AEDs and Pregnancy

Pregnancy carries some risk of birth defects. Drugs are teratogenic. These are basic facts.

In women with epilepsy, the situation is more complex. Epilepsy, pregnancy, and antiepileptic drugs (AEDs) all interact in complex ways to affect teratogenicity risks. However, epilepsy and seizures are both teratogenic, so ongoing treatment of epilepsy during pregnancy is typically justified. Recently, Dr. Meador summarized a portion of the current state of affairs about as succinctly as possible. New data from a variety of pregnancy registries around the world are reviewed.

Precipitating the publication of this article were recent data indicating that the deleterious effects of valproic acid/divalproex (VPA) and phenobarbital (PB) are worse than previously thought. The author comments on a recent meta-analysis which revealed a risk of major malformations in children exposed to VPA in utero of 10.73%. This is superimposed on the already well documented risk of neural tube defects associates with VPA use during pregnancy. Behavioral teratogenesis is also an issue. Children exposed to both PB and VPA were shown to develop various cognitive impairments and developmental delay.

Complicating matters is the common use of AEDs for migraine and other pain states, psychiatric disorders, and various other indications. As a result, many women without epilepsy are exposed to AEDs during pregnancy. Malformation rates may differ somewhat in this non-epilepsy group, but data are still lacking. Either way, the risks remain.

Salient points covered include:

-Pregnant women with epilepsy have a much higher death rate compared to the general population. This is at least partially related to stopping AEDs during pregnancy. Women with epilepsy should be instructed not to stop or change AEDs during pregnancy without supervision.

-AED teratogenicity is dose-related, and AED levels change during pregnancy. Pregnant women with epilepsy should be treated with the lowest possible dose of AEDs, and serum levels should be monitored appropriately.

-VPA may be particularly problematic. As this agent is commonly used in women for non-epilepsy indications, the risks during pregnancy of VPA use should be particularly carefully considered in such women.

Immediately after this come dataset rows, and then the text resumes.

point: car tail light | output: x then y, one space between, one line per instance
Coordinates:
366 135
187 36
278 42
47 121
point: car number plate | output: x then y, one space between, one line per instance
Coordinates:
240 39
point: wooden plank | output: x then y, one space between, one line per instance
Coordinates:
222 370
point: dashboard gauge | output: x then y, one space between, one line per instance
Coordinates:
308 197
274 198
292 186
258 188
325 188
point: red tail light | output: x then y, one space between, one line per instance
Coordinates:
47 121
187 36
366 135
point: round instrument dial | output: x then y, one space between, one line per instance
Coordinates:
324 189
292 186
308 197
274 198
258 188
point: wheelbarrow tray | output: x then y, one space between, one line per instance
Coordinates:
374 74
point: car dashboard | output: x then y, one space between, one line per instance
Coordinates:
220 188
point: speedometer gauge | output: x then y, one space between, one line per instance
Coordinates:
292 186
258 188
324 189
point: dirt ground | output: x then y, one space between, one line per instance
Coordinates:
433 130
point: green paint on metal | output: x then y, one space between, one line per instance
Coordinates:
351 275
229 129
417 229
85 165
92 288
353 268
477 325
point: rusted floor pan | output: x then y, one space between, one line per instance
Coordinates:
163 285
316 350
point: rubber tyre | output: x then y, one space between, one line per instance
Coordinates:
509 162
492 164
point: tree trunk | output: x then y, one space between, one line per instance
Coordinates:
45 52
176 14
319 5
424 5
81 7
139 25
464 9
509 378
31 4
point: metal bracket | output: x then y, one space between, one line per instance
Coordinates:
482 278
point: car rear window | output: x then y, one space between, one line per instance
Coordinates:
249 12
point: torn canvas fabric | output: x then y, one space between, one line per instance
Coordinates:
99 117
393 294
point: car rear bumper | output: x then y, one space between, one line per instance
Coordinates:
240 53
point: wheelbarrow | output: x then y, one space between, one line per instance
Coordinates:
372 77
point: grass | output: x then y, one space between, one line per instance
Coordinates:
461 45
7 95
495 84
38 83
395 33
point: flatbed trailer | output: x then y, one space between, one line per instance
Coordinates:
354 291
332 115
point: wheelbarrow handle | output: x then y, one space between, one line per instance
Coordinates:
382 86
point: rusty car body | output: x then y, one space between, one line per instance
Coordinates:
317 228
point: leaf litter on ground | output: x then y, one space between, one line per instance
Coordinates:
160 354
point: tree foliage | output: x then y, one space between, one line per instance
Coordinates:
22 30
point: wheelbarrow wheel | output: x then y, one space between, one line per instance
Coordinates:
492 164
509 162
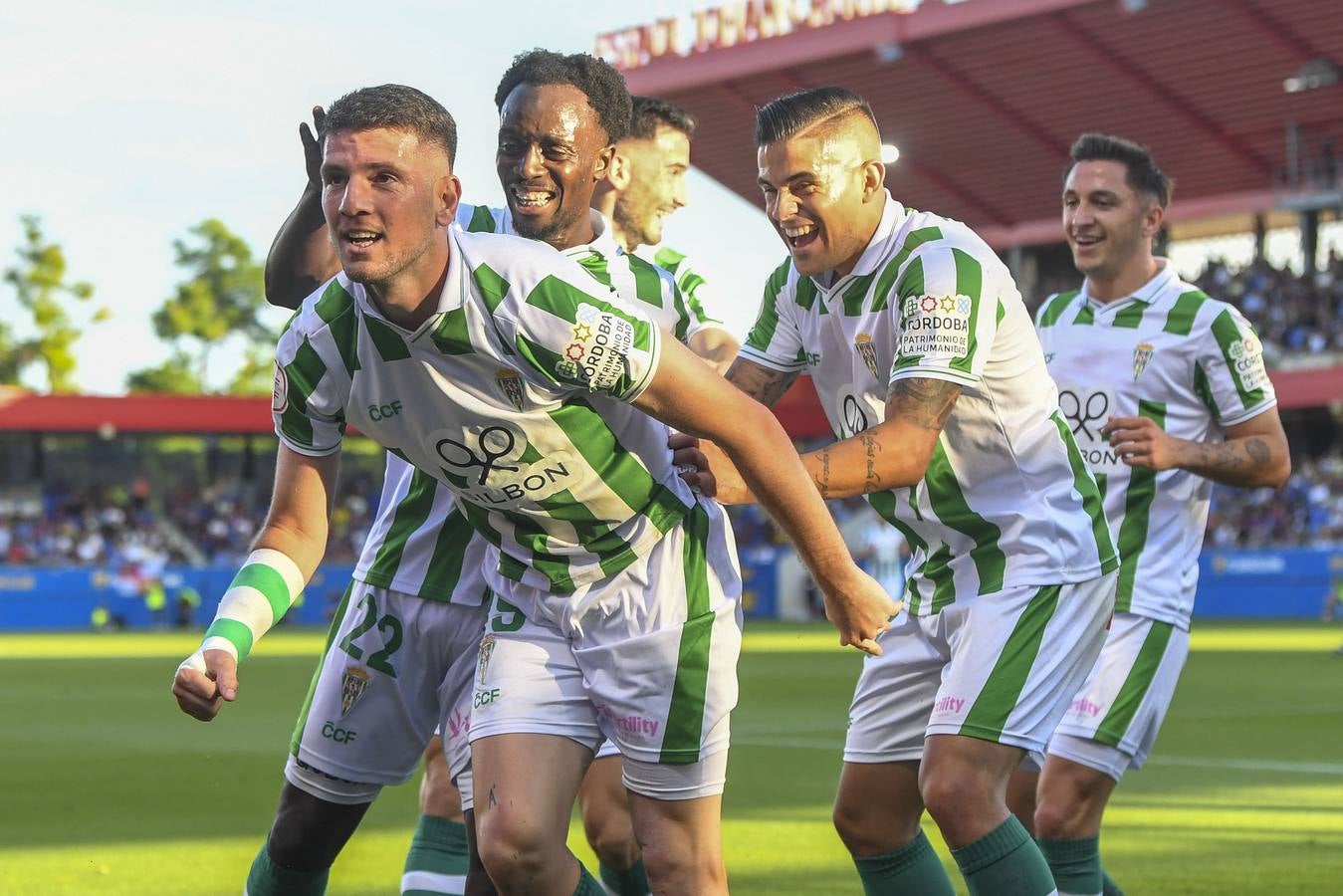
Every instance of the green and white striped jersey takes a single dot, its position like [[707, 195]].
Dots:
[[515, 394], [691, 284], [1188, 361], [1007, 500], [418, 543]]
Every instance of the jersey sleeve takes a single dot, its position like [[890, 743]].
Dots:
[[774, 340], [579, 341], [1230, 373], [949, 316], [307, 403]]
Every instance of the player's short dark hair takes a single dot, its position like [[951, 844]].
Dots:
[[599, 81], [651, 113], [796, 112], [397, 108], [1143, 175]]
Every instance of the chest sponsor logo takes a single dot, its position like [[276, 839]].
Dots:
[[599, 352], [488, 469], [1142, 357], [511, 383], [868, 352], [936, 326], [1247, 358], [352, 687]]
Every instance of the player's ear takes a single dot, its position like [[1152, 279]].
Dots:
[[447, 193], [873, 180], [602, 164]]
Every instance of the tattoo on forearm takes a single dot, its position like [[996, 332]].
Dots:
[[872, 481], [759, 381], [924, 402], [1258, 452]]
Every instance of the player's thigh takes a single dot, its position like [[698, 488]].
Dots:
[[375, 699], [1112, 722], [1016, 658]]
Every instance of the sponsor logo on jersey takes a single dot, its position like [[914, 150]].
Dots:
[[511, 383], [1142, 356], [935, 326], [599, 352], [482, 661], [352, 687], [280, 394], [868, 352]]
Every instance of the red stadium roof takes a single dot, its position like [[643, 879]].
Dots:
[[985, 97]]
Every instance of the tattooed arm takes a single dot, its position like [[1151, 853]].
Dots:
[[1253, 453]]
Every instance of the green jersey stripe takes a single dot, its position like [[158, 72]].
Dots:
[[1140, 675], [1228, 335], [318, 673], [336, 308], [1138, 506], [970, 278], [1092, 501], [1054, 308], [482, 220], [1181, 318], [685, 714], [949, 503], [1130, 318], [388, 344], [1003, 689], [411, 515]]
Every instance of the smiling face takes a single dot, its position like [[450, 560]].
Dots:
[[823, 195], [385, 196], [1107, 223], [553, 152], [657, 169]]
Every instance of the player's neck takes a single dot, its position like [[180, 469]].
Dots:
[[1126, 283], [411, 299]]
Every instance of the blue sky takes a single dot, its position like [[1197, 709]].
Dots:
[[126, 123]]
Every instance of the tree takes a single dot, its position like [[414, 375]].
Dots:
[[41, 287], [220, 299]]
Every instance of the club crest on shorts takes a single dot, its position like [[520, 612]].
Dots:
[[352, 687], [1142, 354], [482, 662], [512, 385], [868, 352]]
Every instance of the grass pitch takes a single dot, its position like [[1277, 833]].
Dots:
[[108, 788]]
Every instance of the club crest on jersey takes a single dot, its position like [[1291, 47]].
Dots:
[[482, 662], [352, 687], [1142, 356], [512, 385], [868, 352]]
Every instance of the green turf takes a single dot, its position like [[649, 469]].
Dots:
[[107, 788]]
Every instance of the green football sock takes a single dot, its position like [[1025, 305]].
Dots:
[[1074, 864], [1005, 862], [269, 879], [587, 884], [437, 860], [626, 883], [912, 868]]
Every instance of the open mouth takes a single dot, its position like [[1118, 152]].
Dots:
[[531, 199], [800, 235]]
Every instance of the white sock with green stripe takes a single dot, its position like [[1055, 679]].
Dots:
[[258, 596], [437, 861]]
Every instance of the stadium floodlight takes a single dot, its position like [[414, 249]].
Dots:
[[1316, 73]]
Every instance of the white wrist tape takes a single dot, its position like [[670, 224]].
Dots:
[[258, 596]]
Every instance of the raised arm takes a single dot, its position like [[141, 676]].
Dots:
[[301, 257], [687, 394], [285, 555]]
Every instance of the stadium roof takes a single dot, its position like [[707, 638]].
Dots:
[[985, 97]]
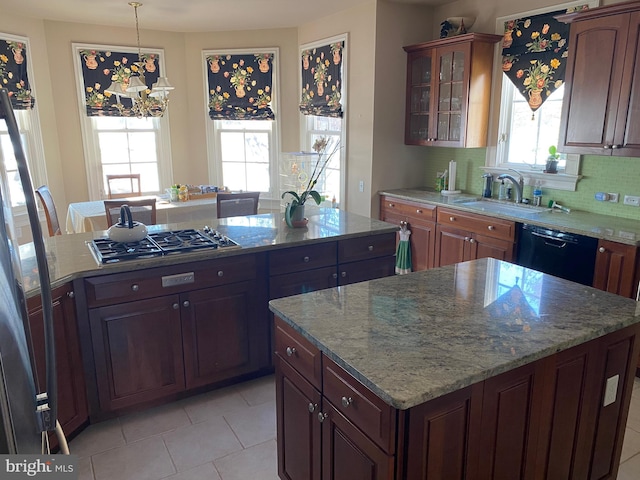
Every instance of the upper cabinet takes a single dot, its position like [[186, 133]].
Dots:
[[601, 108], [448, 91]]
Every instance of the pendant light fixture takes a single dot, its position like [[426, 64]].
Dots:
[[146, 103]]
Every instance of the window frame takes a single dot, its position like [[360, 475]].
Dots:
[[90, 137], [214, 127], [306, 121], [502, 103]]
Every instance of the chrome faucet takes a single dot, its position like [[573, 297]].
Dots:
[[518, 184]]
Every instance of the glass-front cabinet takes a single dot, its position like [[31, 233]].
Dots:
[[448, 90]]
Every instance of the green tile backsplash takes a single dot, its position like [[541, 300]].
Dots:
[[600, 174]]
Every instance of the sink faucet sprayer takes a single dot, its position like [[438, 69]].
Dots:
[[517, 183]]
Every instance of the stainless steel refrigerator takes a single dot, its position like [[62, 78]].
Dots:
[[25, 413]]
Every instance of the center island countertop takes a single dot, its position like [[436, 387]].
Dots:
[[69, 256], [412, 338]]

-Adverse developmental consequences may also occur. VPA and PB may be more likely to cause such problems compared with other AEDs. -There may be specific anatomical malformations associated with carbamazepine and lamotrigine, but data are conflicting.

-Not all AEDs are the same. It is important to be familiar with the specific teratogenic profile of the AED the woman is taking.

There are three other points I'd like to emphasize (not discussed in detail in the article):

-Pre-pregnancy counseling is essential. Much of the damage occurs in the first trimester, and may occur before the woman knows she is pregnant.

-Folic acid may mitigate some of the teratogenic effects of some AEDs.

-Most women with epilepsy have normal pregnancies and children.

In summary, knowledge, counseling and judicious AED use may mitigate much of the risk of AED use during pregnancy. HCPs who care for women taking these drugs should be aware of these considerations.